"Then there's nothing to do but take her along to headquarters," I says, and off we started, she not saying a word.
That was some trip! I want to tell you sweetie it was the worst part of the whole war to me. You know I got a heart and I felt just fierce for that poor little German mother. All the way in, while we was helping her along I kept wishing I knew how on earth she come to get in that place. She seemed real feeble at times and we lifted her across the worst places. I tried to get her to let me carry the baby, but she held on to it like grim death and wouldnt leave any of us touch it—and it was so quiet I commenced to get scared.
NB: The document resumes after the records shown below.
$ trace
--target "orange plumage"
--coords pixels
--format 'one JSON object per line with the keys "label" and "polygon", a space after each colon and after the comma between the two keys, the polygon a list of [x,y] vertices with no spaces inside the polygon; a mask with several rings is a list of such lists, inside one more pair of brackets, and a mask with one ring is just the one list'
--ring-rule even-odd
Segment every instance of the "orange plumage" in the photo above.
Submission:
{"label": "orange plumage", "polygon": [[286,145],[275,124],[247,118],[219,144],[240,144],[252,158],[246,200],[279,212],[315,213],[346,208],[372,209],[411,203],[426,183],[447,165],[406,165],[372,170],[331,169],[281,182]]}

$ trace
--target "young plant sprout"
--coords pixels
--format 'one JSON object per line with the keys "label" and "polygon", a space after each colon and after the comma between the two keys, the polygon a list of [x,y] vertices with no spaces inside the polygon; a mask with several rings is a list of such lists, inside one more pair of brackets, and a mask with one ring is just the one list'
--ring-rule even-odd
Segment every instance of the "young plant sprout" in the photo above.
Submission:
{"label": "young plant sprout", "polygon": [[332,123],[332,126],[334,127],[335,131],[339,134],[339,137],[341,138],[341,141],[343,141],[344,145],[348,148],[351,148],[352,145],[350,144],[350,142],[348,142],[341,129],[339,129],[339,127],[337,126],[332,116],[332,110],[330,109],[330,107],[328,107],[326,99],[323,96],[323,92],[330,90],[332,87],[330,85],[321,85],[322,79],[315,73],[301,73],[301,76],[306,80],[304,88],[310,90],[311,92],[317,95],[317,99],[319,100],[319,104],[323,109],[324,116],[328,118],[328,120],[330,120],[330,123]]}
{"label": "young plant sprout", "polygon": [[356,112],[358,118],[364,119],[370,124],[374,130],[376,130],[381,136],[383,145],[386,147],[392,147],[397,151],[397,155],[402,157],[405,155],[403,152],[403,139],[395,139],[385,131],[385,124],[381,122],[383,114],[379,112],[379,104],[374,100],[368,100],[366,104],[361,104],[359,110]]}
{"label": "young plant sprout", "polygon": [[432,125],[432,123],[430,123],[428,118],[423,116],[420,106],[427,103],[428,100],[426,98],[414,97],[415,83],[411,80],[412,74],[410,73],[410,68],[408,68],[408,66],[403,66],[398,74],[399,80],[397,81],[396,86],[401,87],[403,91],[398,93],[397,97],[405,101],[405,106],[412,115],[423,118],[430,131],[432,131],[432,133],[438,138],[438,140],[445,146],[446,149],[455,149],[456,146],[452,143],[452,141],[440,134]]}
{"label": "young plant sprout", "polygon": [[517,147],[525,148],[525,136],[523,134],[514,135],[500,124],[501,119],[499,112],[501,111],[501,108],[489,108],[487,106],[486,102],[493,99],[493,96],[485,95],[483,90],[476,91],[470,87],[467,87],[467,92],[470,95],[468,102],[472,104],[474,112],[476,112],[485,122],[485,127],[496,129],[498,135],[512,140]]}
"More than likely its dead!" I whispered to Ceasare and he thought so too.
Before we got in, we had carried her almost a mile, taking turns with her on our crossed hands, and the odd feller guarding our Hun. And then we came to the end of about the very worst and longest hike I ever took including the time the Queen of the Island Company got stranded in New Rochelle. The sentry across that mud hole of a slushy road was the welcomest sight in the world.
"Wot the 'ell yer got?" he says when he recognized us.
"One Gentleman Hun prisoner and one lady ditto in very bad shape!" I says.
"Wot the 'ell!" he says again. And then he passed us and we reported.
Say sweetie, take it or leave it, but I had honest clean forgot all about that wine which we had been sent for in the first place. I tell you I was so worried about that poor woman! And it was not until the five of us was standing in Capt. Haskell's quarters with the light from his ceiling glaring at us and him also glaring from behind his mustache, that I even commenced to remember it. But I had to report so I reported for the bunch of us and in strict detail as good as I could remember. All this while the woman sat in a chair, her face like a stone, and my heart just aching for her.
Well, when I got through taking the most nervous curtin-call of my life—and take it or leave it, if the German army would ever of been as nervous as I was then, the war would of ended that minute. Capt. Haskell beckoned to the lady.
"Come here, please!" he says very kind. "And let me see the baby!"